On torts-guru John Banzhaf:
“I can’t believe this guy is a law professor at a major university” states Barbara Jenkins. “It is a sad day when they allow someone with such a lack of credibility teach law to our young men and women, he sues people and organizations with no basis, just to cost them attorney and court cost to benefit Pfizer and anti-American practices, even politicians look at him as a leach on society.
“ASH has received millions in funding directly from Pfizer as a “partner” according to this post on a blog. This brings serious questions about the credibility of Pfizer’s tactics by using an attorney that is proud to be referred to as “communist” and lacking real legal skills to the point that a Congressional House Committee conducting a hearing about John Banzhaf’s frivolous lawsuits commented that the best way to beat John Banzhaf was to “simply let him keep speaking.”

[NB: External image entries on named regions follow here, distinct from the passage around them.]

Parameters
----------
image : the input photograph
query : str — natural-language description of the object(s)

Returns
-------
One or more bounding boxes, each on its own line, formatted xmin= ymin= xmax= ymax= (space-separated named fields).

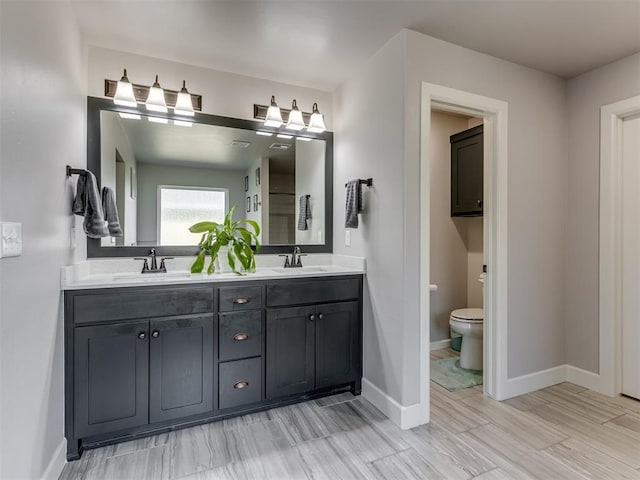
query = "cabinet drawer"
xmin=219 ymin=285 xmax=262 ymax=312
xmin=218 ymin=310 xmax=262 ymax=362
xmin=267 ymin=277 xmax=360 ymax=307
xmin=73 ymin=287 xmax=213 ymax=324
xmin=219 ymin=357 xmax=262 ymax=410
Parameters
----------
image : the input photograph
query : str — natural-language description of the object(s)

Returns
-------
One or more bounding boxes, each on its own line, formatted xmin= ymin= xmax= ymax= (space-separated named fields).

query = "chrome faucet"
xmin=134 ymin=248 xmax=173 ymax=273
xmin=280 ymin=246 xmax=307 ymax=268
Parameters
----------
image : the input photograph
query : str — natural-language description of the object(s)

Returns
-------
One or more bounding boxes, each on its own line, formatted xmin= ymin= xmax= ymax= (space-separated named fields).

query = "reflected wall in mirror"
xmin=88 ymin=97 xmax=332 ymax=256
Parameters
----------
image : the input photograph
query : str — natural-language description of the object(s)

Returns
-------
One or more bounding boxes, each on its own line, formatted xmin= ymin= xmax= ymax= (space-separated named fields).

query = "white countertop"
xmin=61 ymin=254 xmax=365 ymax=290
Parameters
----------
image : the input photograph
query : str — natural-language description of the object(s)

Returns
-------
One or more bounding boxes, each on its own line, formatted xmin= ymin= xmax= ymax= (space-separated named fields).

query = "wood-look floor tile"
xmin=461 ymin=390 xmax=567 ymax=450
xmin=579 ymin=390 xmax=640 ymax=413
xmin=222 ymin=410 xmax=275 ymax=430
xmin=175 ymin=449 xmax=309 ymax=480
xmin=295 ymin=438 xmax=375 ymax=480
xmin=371 ymin=448 xmax=447 ymax=480
xmin=456 ymin=427 xmax=536 ymax=480
xmin=404 ymin=425 xmax=497 ymax=477
xmin=609 ymin=413 xmax=640 ymax=433
xmin=313 ymin=392 xmax=360 ymax=407
xmin=547 ymin=438 xmax=640 ymax=480
xmin=504 ymin=393 xmax=549 ymax=412
xmin=169 ymin=423 xmax=240 ymax=478
xmin=473 ymin=468 xmax=533 ymax=480
xmin=532 ymin=404 xmax=640 ymax=468
xmin=325 ymin=401 xmax=409 ymax=461
xmin=535 ymin=383 xmax=625 ymax=423
xmin=82 ymin=446 xmax=170 ymax=480
xmin=272 ymin=402 xmax=340 ymax=444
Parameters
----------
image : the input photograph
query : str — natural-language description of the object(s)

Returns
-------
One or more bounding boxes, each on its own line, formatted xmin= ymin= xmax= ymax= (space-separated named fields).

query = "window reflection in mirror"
xmin=100 ymin=110 xmax=326 ymax=247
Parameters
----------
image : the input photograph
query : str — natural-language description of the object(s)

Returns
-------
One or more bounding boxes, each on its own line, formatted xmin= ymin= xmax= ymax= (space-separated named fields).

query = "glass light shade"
xmin=264 ymin=96 xmax=282 ymax=128
xmin=307 ymin=103 xmax=327 ymax=133
xmin=145 ymin=75 xmax=167 ymax=113
xmin=113 ymin=68 xmax=138 ymax=107
xmin=286 ymin=100 xmax=305 ymax=130
xmin=173 ymin=80 xmax=195 ymax=117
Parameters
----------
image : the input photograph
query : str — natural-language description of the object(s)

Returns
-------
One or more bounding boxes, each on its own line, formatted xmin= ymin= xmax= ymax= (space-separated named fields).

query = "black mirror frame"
xmin=87 ymin=97 xmax=333 ymax=258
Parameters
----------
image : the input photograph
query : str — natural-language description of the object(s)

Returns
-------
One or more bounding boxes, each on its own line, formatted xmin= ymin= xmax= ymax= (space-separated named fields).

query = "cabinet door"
xmin=149 ymin=314 xmax=213 ymax=423
xmin=266 ymin=307 xmax=316 ymax=399
xmin=74 ymin=320 xmax=149 ymax=438
xmin=316 ymin=302 xmax=361 ymax=388
xmin=451 ymin=125 xmax=484 ymax=216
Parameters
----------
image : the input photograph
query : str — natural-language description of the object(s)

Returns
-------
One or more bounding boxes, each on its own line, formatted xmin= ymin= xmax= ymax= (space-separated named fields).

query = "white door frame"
xmin=420 ymin=82 xmax=509 ymax=411
xmin=591 ymin=95 xmax=640 ymax=395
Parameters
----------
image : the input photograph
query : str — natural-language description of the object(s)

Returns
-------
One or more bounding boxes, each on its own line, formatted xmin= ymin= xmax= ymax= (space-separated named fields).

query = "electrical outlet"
xmin=0 ymin=222 xmax=22 ymax=258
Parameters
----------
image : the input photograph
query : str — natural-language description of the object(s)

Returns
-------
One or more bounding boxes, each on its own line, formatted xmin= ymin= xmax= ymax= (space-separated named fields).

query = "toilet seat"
xmin=451 ymin=308 xmax=484 ymax=323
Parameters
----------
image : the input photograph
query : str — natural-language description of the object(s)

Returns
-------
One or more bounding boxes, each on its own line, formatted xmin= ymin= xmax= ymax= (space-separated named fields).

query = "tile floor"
xmin=60 ymin=350 xmax=640 ymax=480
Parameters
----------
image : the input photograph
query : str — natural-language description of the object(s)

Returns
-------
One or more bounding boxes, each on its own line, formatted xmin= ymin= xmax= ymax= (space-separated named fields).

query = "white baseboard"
xmin=430 ymin=338 xmax=451 ymax=350
xmin=362 ymin=378 xmax=429 ymax=430
xmin=40 ymin=438 xmax=67 ymax=480
xmin=496 ymin=365 xmax=567 ymax=400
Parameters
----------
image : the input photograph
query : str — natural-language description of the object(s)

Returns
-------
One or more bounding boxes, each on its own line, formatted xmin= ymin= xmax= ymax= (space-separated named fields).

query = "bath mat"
xmin=431 ymin=357 xmax=482 ymax=392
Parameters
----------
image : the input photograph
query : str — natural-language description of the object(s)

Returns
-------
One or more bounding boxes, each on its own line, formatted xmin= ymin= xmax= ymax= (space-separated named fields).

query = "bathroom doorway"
xmin=429 ymin=111 xmax=484 ymax=395
xmin=416 ymin=82 xmax=508 ymax=424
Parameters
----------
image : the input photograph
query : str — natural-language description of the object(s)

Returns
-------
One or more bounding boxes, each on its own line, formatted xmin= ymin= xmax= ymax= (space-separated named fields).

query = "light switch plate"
xmin=0 ymin=222 xmax=22 ymax=258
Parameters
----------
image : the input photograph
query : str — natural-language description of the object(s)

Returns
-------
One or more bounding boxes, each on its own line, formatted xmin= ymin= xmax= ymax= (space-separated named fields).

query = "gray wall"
xmin=334 ymin=30 xmax=568 ymax=405
xmin=0 ymin=1 xmax=86 ymax=479
xmin=138 ymin=162 xmax=245 ymax=245
xmin=565 ymin=53 xmax=640 ymax=373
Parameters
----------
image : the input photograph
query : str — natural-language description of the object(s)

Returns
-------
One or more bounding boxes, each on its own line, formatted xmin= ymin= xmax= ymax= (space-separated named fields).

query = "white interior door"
xmin=622 ymin=115 xmax=640 ymax=399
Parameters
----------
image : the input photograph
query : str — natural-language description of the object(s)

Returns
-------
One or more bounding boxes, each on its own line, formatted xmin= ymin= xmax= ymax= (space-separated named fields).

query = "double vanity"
xmin=63 ymin=255 xmax=364 ymax=460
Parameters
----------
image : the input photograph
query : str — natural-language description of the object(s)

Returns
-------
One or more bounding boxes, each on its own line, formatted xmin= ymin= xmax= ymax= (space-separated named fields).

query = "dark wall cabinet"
xmin=65 ymin=275 xmax=362 ymax=460
xmin=450 ymin=125 xmax=484 ymax=217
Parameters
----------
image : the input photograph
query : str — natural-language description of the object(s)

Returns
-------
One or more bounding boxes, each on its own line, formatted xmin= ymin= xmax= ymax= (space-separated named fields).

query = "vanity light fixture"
xmin=145 ymin=75 xmax=167 ymax=113
xmin=264 ymin=95 xmax=282 ymax=128
xmin=113 ymin=68 xmax=137 ymax=107
xmin=286 ymin=99 xmax=305 ymax=130
xmin=147 ymin=117 xmax=169 ymax=125
xmin=307 ymin=103 xmax=327 ymax=133
xmin=173 ymin=80 xmax=195 ymax=117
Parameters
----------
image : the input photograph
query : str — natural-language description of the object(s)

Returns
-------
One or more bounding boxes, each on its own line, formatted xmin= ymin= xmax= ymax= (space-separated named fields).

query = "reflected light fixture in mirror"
xmin=264 ymin=95 xmax=282 ymax=128
xmin=286 ymin=99 xmax=305 ymax=130
xmin=307 ymin=103 xmax=327 ymax=133
xmin=113 ymin=68 xmax=136 ymax=107
xmin=145 ymin=75 xmax=167 ymax=113
xmin=173 ymin=80 xmax=195 ymax=117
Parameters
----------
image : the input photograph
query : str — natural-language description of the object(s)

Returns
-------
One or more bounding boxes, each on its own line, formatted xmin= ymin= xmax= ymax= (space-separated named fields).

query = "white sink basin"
xmin=113 ymin=272 xmax=191 ymax=282
xmin=271 ymin=265 xmax=338 ymax=275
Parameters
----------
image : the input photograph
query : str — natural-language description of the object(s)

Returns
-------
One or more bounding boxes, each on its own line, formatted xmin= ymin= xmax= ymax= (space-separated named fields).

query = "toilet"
xmin=449 ymin=308 xmax=484 ymax=370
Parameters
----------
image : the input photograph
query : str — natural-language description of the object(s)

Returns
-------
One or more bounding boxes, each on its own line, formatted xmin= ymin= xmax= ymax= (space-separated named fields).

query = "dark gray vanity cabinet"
xmin=450 ymin=125 xmax=484 ymax=217
xmin=64 ymin=275 xmax=362 ymax=460
xmin=149 ymin=314 xmax=213 ymax=423
xmin=74 ymin=320 xmax=149 ymax=438
xmin=266 ymin=277 xmax=362 ymax=399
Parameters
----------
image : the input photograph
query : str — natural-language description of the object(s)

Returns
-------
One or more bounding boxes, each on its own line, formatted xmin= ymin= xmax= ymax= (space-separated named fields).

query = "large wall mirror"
xmin=87 ymin=97 xmax=333 ymax=257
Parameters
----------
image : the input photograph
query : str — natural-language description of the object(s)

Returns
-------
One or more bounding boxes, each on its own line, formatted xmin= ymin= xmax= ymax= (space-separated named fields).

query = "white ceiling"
xmin=72 ymin=0 xmax=640 ymax=91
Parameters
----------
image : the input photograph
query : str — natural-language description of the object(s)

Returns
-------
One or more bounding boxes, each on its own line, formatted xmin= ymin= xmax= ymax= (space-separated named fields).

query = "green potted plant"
xmin=189 ymin=206 xmax=260 ymax=275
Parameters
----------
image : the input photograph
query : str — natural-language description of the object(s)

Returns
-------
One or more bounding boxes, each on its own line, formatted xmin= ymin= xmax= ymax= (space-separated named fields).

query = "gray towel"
xmin=344 ymin=180 xmax=362 ymax=228
xmin=298 ymin=195 xmax=311 ymax=230
xmin=72 ymin=171 xmax=109 ymax=238
xmin=102 ymin=187 xmax=122 ymax=237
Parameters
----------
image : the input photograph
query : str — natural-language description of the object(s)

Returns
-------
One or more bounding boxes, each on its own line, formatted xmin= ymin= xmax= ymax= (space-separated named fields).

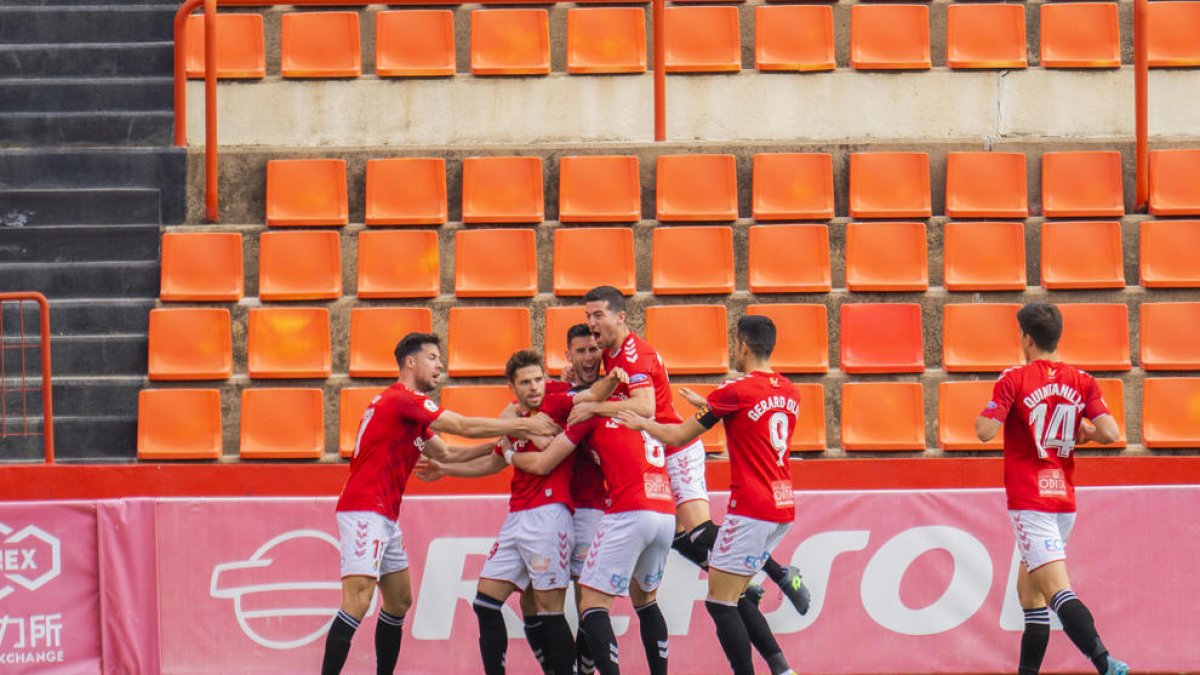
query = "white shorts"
xmin=1008 ymin=510 xmax=1075 ymax=572
xmin=708 ymin=514 xmax=792 ymax=577
xmin=479 ymin=504 xmax=575 ymax=591
xmin=337 ymin=510 xmax=408 ymax=579
xmin=667 ymin=438 xmax=708 ymax=507
xmin=571 ymin=508 xmax=604 ymax=579
xmin=580 ymin=510 xmax=674 ymax=596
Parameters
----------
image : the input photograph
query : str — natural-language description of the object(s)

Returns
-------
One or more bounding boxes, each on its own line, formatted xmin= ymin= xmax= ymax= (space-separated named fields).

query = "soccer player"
xmin=976 ymin=303 xmax=1129 ymax=675
xmin=322 ymin=333 xmax=559 ymax=675
xmin=620 ymin=316 xmax=800 ymax=675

Attorney Banzhaf hopes soon to see smokers incarcerated in smoke-free prisons or even to realize his life’s ambition of frying them in an electric chair for the crime of smoking tobacco[.]
Check out this line from the second quote: “according to this post on a blog.” That has got to be the most amazing citation I’ve ever seen. I’m going to use that from now on whenever I’m having trouble finding a source to back up a claim — of course it’s true, I saw it on this post on a blog once!
And say what you will about Banzhaf, but the man’s got the most terrifying volleyball spike I’ve ever seen in a law professor.
Judge Clay Land, a U.S. district court judge in the Middle District of Georgia (my “home district”), is growing impatient with all these lawsuits alleging that Obama is not an American citizen. Judge Land ordered Orly Taitz, the California lawyer (and dentist!) behind most of these suits, to explain why she shouldn’t be subject to a $10,000 sanction after her latest “motion for reconsideration”. (Read the hilarious order here.)
Taitz’s motion is a hoot, but I especially love this line:
[T]his Court ignores some of the soundest and most carefully researched and professionally assembled and presented evidence, collated and substantiated by a former agent of England’s fabled ’Scotland Yard”.
Just when things couldn’t get any worse for Taitz, it turns out her client is actually threatening to file a complaint against her in California. Booyah!
How do you look like a famous lawyer without actually being a famous lawyer? One young attorney apparently thought the best approach is to show up at a federal courthouse’s groundbreaking and jump in the picture with the important people. George Lobb, a young guy from Texas, lined up with two U.S. district court judges, two U.S. magistrate judges, four Congressmen, and others to pose for the celebratory event. He’s seen in this picture in his white hardhat with celebratory shovel.
George successfully pissed off a magistrate judge, but won the hearts of hundreds (at least judging from the comments at The Austin American-Statesman).